Technology is moving online. It won't be long before we don't buy movies on discs; hell, we probably won't even store them on our own drives. The internet will be able to support perfect streaming and instead of buying files, we'll buy permission to view streams. Sound wild? It's how a regular old cable box works. Technology is also moving wireless. Wimax will be getting soft launches before you know it. Apple would be brilliant to have the one computer designed for that when it hits.
So why is a versatile little, network oriented machine that does the basics and can flawlessly tap into internet so useless? Seriously, the future of personal computers for most people is an easy to use controller/screen for the unbelievably-mega-computer that is the internet.
Apple innovates.

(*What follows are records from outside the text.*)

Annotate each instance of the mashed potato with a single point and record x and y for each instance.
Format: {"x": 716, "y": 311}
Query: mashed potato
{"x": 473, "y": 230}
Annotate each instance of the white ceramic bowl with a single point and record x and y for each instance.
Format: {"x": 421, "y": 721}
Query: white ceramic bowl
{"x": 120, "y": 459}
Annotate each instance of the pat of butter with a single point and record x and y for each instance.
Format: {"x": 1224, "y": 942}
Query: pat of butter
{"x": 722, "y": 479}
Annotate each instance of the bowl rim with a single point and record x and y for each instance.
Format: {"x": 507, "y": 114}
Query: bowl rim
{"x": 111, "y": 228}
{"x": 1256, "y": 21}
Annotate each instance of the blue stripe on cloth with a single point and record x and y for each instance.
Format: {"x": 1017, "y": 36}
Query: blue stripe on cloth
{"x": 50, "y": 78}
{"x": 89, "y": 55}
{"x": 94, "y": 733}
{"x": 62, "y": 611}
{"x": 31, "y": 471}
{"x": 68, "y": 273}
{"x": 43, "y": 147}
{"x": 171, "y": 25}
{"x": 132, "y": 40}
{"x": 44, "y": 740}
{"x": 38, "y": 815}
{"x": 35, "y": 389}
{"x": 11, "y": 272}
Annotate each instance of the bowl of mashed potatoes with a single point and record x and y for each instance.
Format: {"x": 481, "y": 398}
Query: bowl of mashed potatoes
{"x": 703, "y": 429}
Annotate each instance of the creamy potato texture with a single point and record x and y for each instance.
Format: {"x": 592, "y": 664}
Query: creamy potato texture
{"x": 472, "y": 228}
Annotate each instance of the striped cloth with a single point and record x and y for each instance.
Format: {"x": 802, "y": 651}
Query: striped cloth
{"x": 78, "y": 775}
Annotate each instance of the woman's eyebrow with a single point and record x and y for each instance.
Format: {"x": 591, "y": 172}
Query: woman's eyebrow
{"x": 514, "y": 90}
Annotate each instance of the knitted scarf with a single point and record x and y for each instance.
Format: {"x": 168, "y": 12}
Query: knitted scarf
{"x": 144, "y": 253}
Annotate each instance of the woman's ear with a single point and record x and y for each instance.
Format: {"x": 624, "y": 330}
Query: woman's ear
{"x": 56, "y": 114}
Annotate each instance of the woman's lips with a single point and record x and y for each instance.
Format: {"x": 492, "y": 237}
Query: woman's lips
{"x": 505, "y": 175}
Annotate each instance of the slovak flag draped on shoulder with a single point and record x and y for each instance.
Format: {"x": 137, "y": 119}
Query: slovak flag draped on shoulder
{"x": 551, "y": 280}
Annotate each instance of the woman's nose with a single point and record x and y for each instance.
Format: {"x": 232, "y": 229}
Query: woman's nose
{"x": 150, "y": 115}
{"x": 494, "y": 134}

You know this. So why dismiss something because you don't see the use yet?
I was just thinking about the tapered design. And this is fairly wild speculation, but I thought I would toss it out there in case it happens to be true (7 more hours, guys.)
Most other tapered notebooks seem to have a flat back screen, but a tapered body (e.g. Dell XPS). The Wired mockups show both the body and the monitor are tapered. What would Apple be putting behind their monitor?
The Wired article says: "But the Air seems more like a ultra portable with a physical keyboard and multi-touch screen, according to our source."
So if it has a multitouch screen, how is it used? I don't see the point in using a touchscreen on a normal laptop (would hurt your forearm), and it also seems to have a trackpad. Further, the tapered design suggests the monitor doesn't swivel or fold all the way around (which would leave the keyboard exposed, anyway), because this would result in a "super tapered" notebook.
Could it be (and this is wild, wild speculation) that the monitor is housing some vital computing parts, and some sort of minimal storage/ram. You could take the head off, and it would boot into "OS X touch" (ala iPhone, iPod touch).
You would use this for everything you would use an iPod touch for (except maybe movies or music -- depending on the space), and it would actually be a functional touch screen experience (a touch interface to OS X probably wouldn't work as well as a custom-made setup like on the iPhone.)
Anyway, this is just totally wild late-night speculation, based on the screen being tapered. So take it with a grain of salt.